Related links: :ref:`broadcast`

ncclReduce
----------

.. c:function:: ncclResult_t  ncclReduce(const void* sendbuff, void* recvbuff, size_t count, ncclDataType_t datatype, ncclRedOp_t op, int root, ncclComm_t comm, cudaStream_t stream)
 
 Reduce data arrays of length ``count`` in ``sendbuff`` into ``recvbuff`` on the ``root`` rank using the ``op`` operation.
 ``recvbuff`` is only used on rank ``root`` and ignored for other ranks.
 
 In-place operation will happen if ``sendbuff == recvbuff``.

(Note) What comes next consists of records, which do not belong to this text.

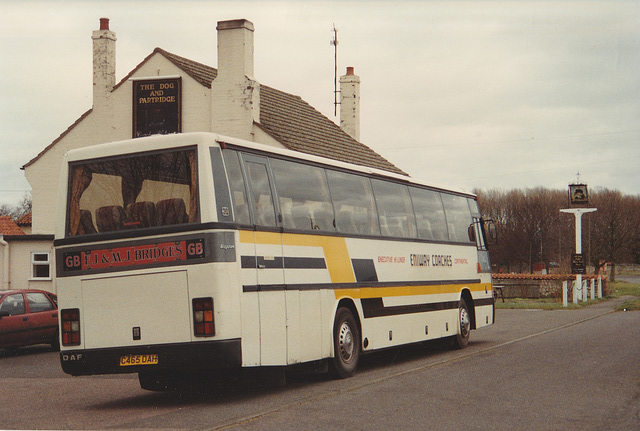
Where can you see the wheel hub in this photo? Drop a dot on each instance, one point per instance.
(345, 343)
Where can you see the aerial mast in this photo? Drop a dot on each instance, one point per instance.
(334, 42)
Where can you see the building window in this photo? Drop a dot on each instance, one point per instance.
(40, 266)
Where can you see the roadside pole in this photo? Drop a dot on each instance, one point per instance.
(578, 214)
(578, 197)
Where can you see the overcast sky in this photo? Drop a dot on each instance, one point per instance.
(466, 94)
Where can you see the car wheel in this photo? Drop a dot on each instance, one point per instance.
(55, 342)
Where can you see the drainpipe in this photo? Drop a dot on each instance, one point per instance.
(5, 263)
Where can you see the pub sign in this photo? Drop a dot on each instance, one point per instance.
(577, 264)
(157, 106)
(578, 195)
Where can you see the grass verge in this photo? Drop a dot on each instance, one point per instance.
(618, 288)
(622, 288)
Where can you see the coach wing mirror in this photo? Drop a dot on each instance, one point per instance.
(491, 232)
(472, 232)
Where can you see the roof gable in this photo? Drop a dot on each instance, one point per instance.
(285, 117)
(9, 227)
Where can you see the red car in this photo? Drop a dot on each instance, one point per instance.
(28, 316)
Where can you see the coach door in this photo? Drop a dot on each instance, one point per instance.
(269, 261)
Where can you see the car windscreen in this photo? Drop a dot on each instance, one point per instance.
(146, 190)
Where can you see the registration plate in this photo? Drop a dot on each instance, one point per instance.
(129, 360)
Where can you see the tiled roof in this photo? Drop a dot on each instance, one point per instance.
(9, 227)
(294, 123)
(25, 220)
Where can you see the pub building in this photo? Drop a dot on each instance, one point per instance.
(167, 93)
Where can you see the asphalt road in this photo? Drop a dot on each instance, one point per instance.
(541, 370)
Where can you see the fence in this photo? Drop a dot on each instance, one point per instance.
(550, 286)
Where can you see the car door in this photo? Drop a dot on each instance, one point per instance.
(43, 317)
(14, 322)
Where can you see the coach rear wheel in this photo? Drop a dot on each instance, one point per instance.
(461, 340)
(346, 344)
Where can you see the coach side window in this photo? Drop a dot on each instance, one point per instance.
(303, 195)
(353, 203)
(263, 207)
(456, 209)
(394, 209)
(429, 214)
(236, 184)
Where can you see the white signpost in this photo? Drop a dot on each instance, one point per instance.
(578, 213)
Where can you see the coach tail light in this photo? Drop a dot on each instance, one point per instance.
(203, 325)
(70, 324)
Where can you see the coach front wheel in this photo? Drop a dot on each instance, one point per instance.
(461, 340)
(346, 344)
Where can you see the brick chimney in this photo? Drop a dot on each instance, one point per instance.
(350, 104)
(104, 61)
(235, 94)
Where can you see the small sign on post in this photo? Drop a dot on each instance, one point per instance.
(577, 263)
(579, 202)
(578, 195)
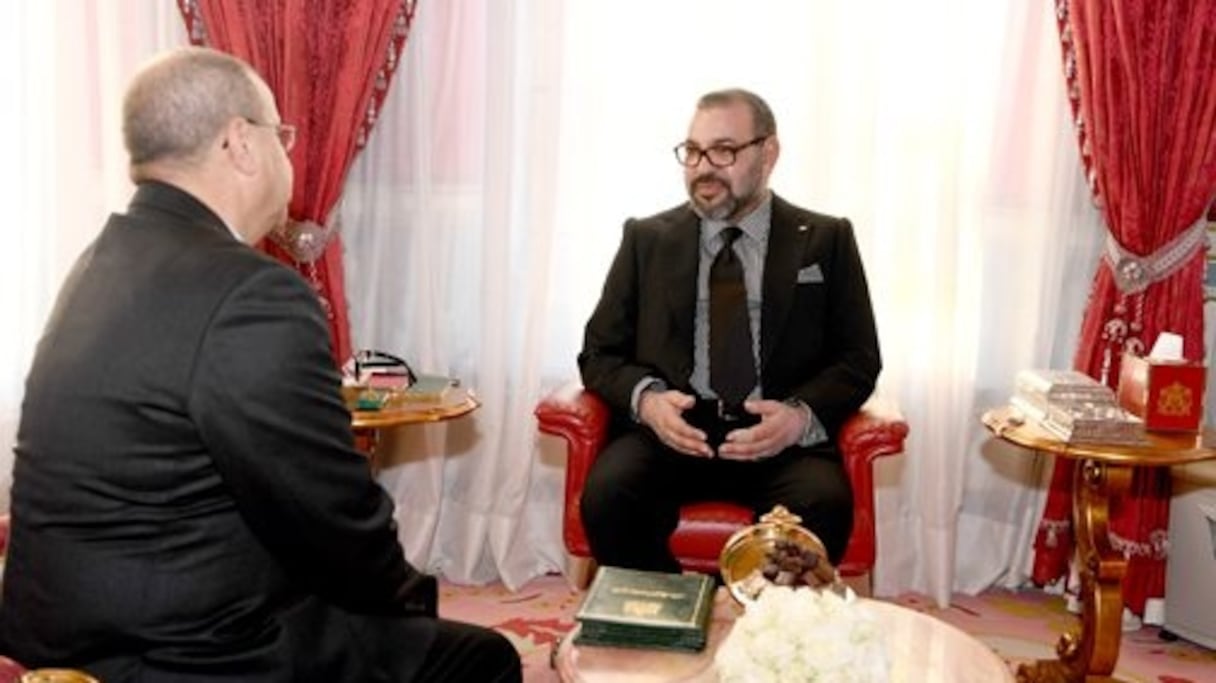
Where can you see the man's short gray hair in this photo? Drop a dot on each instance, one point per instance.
(180, 102)
(761, 116)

Related links: :ref:`reduce`.

ncclAllGather
-------------

.. c:function:: ncclResult_t  ncclAllGather(const void* sendbuff, void* recvbuff, size_t sendcount, ncclDataType_t datatype, ncclComm_t comm, cudaStream_t stream)
 
 Gathers ``sendcount`` values from all GPUs and leaves identical copies of the result in each ``recvbuff``, receiving data from rank ``i`` at offset ``i*sendcount``.
 
 Note: This assumes the receive count is equal to ``nranks*sendcount``, which means that ``recvbuff`` should have a size of at least ``nranks*sendcount`` elements.
 
 In-place operation will happen if ``sendbuff == recvbuff + rank * sendcount``.

Related links: :ref:`allgather`, :ref:`in-place-operations`.

ncclReduceScatter
-----------------

.. c:function:: ncclResult_t  ncclReduceScatter(const void* sendbuff, void* recvbuff, size_t recvcount, ncclDataType_t datatype, ncclRedOp_t op, ncclComm_t comm, cudaStream_t stream)
 
 Reduce data in ``sendbuff`` from all GPUs using the ``op`` operation and leave the reduced result scattered over the devices so that the ``recvbuff`` on
 rank ``i`` will contain the i-th block of the result.
 
 Note:  This assumes the send count is equal to ``nranks*recvcount``, which means that ``sendbuff`` should have a size of at least ``nranks*recvcount`` elements.

 In-place operation will happen if ``recvbuff == sendbuff + rank * recvcount``.

Related links: :ref:`reducescatter`, :ref:`in-place-operations`.